Rausschmiss aus dem feierlichem Justizsaal, wenn man am Tag der Offenen Tür dem Justizminister eine Frage stellen will. Korruption und kriminelles Handeln in einer verlogenen Justiz, 28.04.2011

Rausschmiss aus dem feierlichem Justizsaal, wenn man am Tag der Offenen Tür dem Justizminister eine Frage stellen will. Korruption und kriminelles Handeln in einer verlogenen Justiz, 28.04.2011
…Nun nachdem ich den Vortrag über mich ergehen ließ, stellte ich, nachdem der Landgerichtspräsident zum Mittagessen lud, eine Frage an den Justizminister. Appropo. Erst stellte ich mich vor, meine Frage die ich stellen wollte, zu der kam’s nicht. Denn sofort kam ein Abhängiger Justizbeamter, drohte mir mit Handfesseln, wenn ich nicht sofort den Saal verlasse. Meine Antwort: „Ich dachte, es sei heute ein Tag der offenen Tür !“
Offen und ehrlich war die Justiz gegenüber dem Bürger noch nie. Vielmehr hatte ich den Beweis dafür, daß wir es immer noch mit Bücklingen und Feiglingen in der Justiz zu tun haben. Dieser Rauswurf war ein weiterer Beweis dafür, das wir durch unsere deutsche korrupte und kriminelle Justiz (Neue Richter braucht das Land ! und Du bist Deutschland) um unsere demokratischen Rechte zur der vorsätzlichen Tötung unseres Sohnes durch die Bundesmarine, auch noch betrogen werden.

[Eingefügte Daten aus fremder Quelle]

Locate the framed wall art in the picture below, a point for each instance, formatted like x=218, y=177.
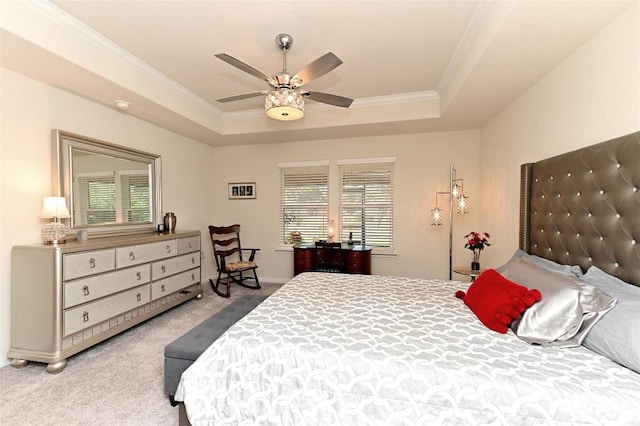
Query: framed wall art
x=242, y=190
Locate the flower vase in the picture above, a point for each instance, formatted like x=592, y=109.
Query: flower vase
x=475, y=264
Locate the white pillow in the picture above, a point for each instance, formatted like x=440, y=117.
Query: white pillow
x=617, y=336
x=549, y=265
x=568, y=310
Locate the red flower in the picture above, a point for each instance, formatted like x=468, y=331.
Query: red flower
x=477, y=241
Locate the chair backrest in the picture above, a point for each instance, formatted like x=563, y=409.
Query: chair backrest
x=226, y=243
x=328, y=256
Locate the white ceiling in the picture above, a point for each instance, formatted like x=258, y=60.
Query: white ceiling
x=411, y=66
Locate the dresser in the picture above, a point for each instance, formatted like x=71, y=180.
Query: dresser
x=66, y=298
x=356, y=259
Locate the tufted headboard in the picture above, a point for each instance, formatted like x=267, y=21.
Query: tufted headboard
x=583, y=207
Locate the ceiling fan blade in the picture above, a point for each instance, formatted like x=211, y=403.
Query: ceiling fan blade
x=327, y=98
x=316, y=69
x=242, y=66
x=245, y=96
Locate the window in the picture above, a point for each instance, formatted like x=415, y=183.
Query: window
x=113, y=197
x=366, y=201
x=304, y=201
x=136, y=197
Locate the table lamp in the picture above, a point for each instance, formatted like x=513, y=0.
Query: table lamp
x=55, y=232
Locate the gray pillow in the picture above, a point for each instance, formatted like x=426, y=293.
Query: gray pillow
x=568, y=310
x=549, y=265
x=617, y=335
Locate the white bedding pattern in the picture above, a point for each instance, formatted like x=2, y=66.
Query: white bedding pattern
x=371, y=350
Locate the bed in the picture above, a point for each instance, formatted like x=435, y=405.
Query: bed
x=352, y=349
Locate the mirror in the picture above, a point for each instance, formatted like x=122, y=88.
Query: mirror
x=110, y=189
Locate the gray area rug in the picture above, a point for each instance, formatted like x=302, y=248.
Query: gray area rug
x=117, y=382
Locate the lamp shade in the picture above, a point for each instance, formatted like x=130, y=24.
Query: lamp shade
x=55, y=207
x=331, y=229
x=284, y=104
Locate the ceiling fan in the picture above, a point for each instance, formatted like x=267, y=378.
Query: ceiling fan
x=285, y=100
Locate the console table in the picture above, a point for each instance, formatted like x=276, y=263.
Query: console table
x=356, y=259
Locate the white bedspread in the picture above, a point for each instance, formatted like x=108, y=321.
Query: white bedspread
x=369, y=350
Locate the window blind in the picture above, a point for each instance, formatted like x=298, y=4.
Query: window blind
x=304, y=202
x=97, y=199
x=366, y=202
x=136, y=197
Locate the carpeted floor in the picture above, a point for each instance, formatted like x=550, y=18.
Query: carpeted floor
x=117, y=382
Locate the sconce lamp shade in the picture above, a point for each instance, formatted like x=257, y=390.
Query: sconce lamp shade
x=284, y=104
x=331, y=230
x=55, y=232
x=436, y=216
x=462, y=204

Lassen sie mich nur kurz 2-3 Dinge dazu anmerken. Im April 2002 (siehe NJW Zeitung „Rettungsweste nicht richtig angelegt – ertrunken“ vom 19.04.10), sprach die STA Oldenburg meinem Sohn die Schuld zu, seinen Tod selbstver-schuldet zu haben, eindeutige Beweise hätte man, so der Regierungskriminelle Oberstaatsanwalt Kayser. Diese Bewiese hat die Justiz bis heute trotz Aufforderung nicht vorgelegt. Der Fregattenkapitän Frank Menge wurde übrigens von der STA nie vernommen. Akteneinsicht wurde meinem Anwalt nicht gewährt. Der OLG Richter hat trotz Aufforderung das Video über den Todeskampf meines Sohnes nicht heraus gerückt (Beweismittelunterschlagung). Das ist unsere deutsche korrupte und kriminelle Justiz. Es ist ja interessant, das ich ja fast allen Bundeswehrunglücken der letzten Jahre nachgegangen bin und mit Angehörigen in Verbindung stehe, da jedesmal wenn ein Bundeswehrsoldat stirbt war es entweder ein Unfall oder sie waren selber Schuld. Nie waren es die Vorgesetzten oder das Schrottmaterial der Bundeswehr. Dann kommt erst die STA und nimmt die Weisungen der Justizminister entgegen. Dann kommen die Richter die ja noch was werden wollen und einen Dreck tun. Bei uns hat ja der Oldenburger Landesrichter Sponer, ein krimineller, der sich nicht ans Gesetz gehalten hat, uns obwohl wir ein Klageerzwingungsverfahren gewonnen haben, uns durch einen politischen Deal vor die Türe gesetzt. Da mein Sohn nicht Schuld ist an seinem Tod, uns durch die Schuldzuweisung auch noch auf einem Teil der Beerdigungskosten hat sitzen lassen. Menschlich verkommen ist das.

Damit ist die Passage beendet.